Additionally, we found that when both the microclimate and the body condition parameters were favorable, mite populations grew. While most populations were less than, or similar to the starting population, some were quite large (Fig. 2). Greater population size was associated with certain ranges of microclimate and nestling body condition, with a general trend towards warm, dry nests with higher average nestling body condition. Taken together, the optimal conditions for NFM population size appear to be a combination of abiotic factors (high temperature and low humidity) and the biotic factor of nestling body condition, with higher average body condition positively correlated with mite population size. Future work may consider experimental manipulations of the biotic and abiotic factors we found to be important in order to elucidate those mechanisms and determine the exact nature of these relationships.

In the full day 12 data set, we found that substrate influenced mite population size. Nests built upon wooden structures (e.g., beams or rafters) were associated with higher mite population counts than those constructed on metal or concrete; additionally, nest substrate significantly correlated with variation in temperature and humidity. Given that wood is a better thermal insulator than concrete or metal (Ankersmit and Stappers, 2016), the nests built on wood were likely not subjected to the same temperature fluctuations as those constructed on materials that provide less insulation. The thermal properties of the wood substrate may thus allow for quicker reproduction by keeping the temperature within a more tolerable range (preventing the temperature from getting too low and slowing mite egg development, or too high and killing the mite eggs). Differences in the thermal properties of nest substrates likely affected the nest microclimate, and therefore mite populations.
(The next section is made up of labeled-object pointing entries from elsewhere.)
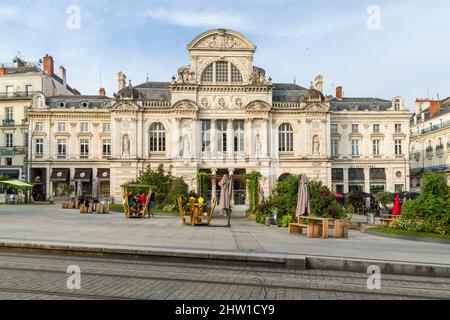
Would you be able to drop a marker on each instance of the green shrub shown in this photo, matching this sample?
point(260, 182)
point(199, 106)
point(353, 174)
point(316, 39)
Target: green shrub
point(285, 220)
point(430, 212)
point(385, 198)
point(178, 187)
point(260, 217)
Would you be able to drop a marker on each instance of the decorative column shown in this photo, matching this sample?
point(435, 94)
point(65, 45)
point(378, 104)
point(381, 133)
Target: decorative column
point(176, 138)
point(133, 140)
point(346, 189)
point(264, 138)
point(96, 144)
point(117, 144)
point(213, 143)
point(230, 139)
point(213, 185)
point(250, 136)
point(194, 139)
point(231, 174)
point(367, 185)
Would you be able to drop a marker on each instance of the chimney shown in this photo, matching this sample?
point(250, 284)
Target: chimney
point(435, 105)
point(121, 81)
point(339, 93)
point(318, 83)
point(62, 72)
point(48, 65)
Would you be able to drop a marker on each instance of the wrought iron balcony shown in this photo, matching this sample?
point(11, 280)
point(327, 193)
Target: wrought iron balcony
point(17, 94)
point(8, 122)
point(436, 127)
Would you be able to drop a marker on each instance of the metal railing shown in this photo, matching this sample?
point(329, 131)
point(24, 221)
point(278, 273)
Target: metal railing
point(17, 94)
point(436, 127)
point(440, 168)
point(8, 122)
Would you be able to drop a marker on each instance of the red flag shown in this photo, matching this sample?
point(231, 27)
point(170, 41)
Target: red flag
point(397, 207)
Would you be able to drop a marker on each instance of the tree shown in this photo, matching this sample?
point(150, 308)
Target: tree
point(436, 185)
point(385, 198)
point(166, 186)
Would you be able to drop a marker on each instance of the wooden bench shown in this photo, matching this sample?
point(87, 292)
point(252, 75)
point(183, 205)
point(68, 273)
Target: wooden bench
point(340, 229)
point(296, 227)
point(386, 221)
point(182, 211)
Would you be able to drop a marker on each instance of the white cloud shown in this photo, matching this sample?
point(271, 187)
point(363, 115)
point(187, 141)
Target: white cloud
point(190, 18)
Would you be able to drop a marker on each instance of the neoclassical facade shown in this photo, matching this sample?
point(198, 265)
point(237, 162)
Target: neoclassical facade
point(222, 114)
point(430, 139)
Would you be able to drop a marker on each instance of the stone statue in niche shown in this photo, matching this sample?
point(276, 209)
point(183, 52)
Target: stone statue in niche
point(125, 145)
point(222, 103)
point(184, 75)
point(258, 151)
point(239, 103)
point(185, 147)
point(316, 146)
point(205, 102)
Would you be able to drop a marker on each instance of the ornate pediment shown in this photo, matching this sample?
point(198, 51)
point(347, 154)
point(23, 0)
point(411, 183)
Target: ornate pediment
point(125, 106)
point(185, 106)
point(258, 106)
point(316, 108)
point(221, 39)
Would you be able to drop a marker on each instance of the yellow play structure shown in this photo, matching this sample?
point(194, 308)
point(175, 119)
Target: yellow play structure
point(136, 210)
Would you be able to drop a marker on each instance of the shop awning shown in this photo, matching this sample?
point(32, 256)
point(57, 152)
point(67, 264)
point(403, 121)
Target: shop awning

In summary, we found that NFM population growth was determined by both host quality and characteristics of the nests in which the ectoparasites live. This suggests that the distribution of mites across the landscape is influenced by characteristics of both hosts and the environment following transmission events. These findings shed light on the mechanisms that generate the observed distribution of NFM within barn swallow populations. By exploring the abiotic and biotic factors that predict parasite success and population growth, we gain new insight into environmental features that structure host-parasite interactions in nature, and generate the distributions of parasites that we observe.

Conflicts of interest

The authors do not have any conflicts of interest to declare.